Notice in the figure that the frame of reference is located at the launching point, so that y0 = 0.
y = y0 + v0 · t · sin α + 1/2 · g · t²
y = 175 m/s · 10.7 s · sin 36.7° - 1/2 · 9.8 m/s² · (10.7 s)²
y = 558 m
The maximum height reached by the projectile is 558 m
b) Since the motion of the projectile is parabolic and the acceleration is the same during all the trajectory, the time of flight will be twice the time it takes the projectile to reach the maximum height. Then, the time of flight of the projectile will be (2 · 10.7 s) 21.4 s. However, let´s calculate it using the equation for the position of the projectile.

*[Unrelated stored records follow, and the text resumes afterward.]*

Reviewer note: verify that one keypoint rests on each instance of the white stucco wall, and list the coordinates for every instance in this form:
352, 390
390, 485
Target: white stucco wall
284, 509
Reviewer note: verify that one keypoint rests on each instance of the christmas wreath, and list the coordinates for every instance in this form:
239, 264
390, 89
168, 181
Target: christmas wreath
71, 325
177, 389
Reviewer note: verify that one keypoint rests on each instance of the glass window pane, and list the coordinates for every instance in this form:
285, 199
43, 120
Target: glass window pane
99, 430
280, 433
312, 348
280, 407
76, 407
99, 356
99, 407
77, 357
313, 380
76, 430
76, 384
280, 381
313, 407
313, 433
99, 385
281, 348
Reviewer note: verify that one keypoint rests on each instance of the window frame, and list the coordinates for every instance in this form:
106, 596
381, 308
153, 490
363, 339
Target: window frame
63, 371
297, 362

We know that at final time the y-component of the vector position (r final in the figure) is 0 (because the vector is horizontal, see figure). Then:
y = y0 + v0 · t · sin α + 1/2 · g · t²
0 = 175 m/s · t · sin 36.7° - 1/2 · 9.8 m/s² · t²
0 = t (175 m/s · sin 36.7 - 1/2 · 9.8 m/s² · t)
0 = 175 m/s · sin 36.7 - 1/2 · 9.8 m/s² · t
- 175 m/s · sin 36.7 / -(1/2 · 9.8 m/s²) = t
t = 21.3 s
The projectile was 21.3 s in the air.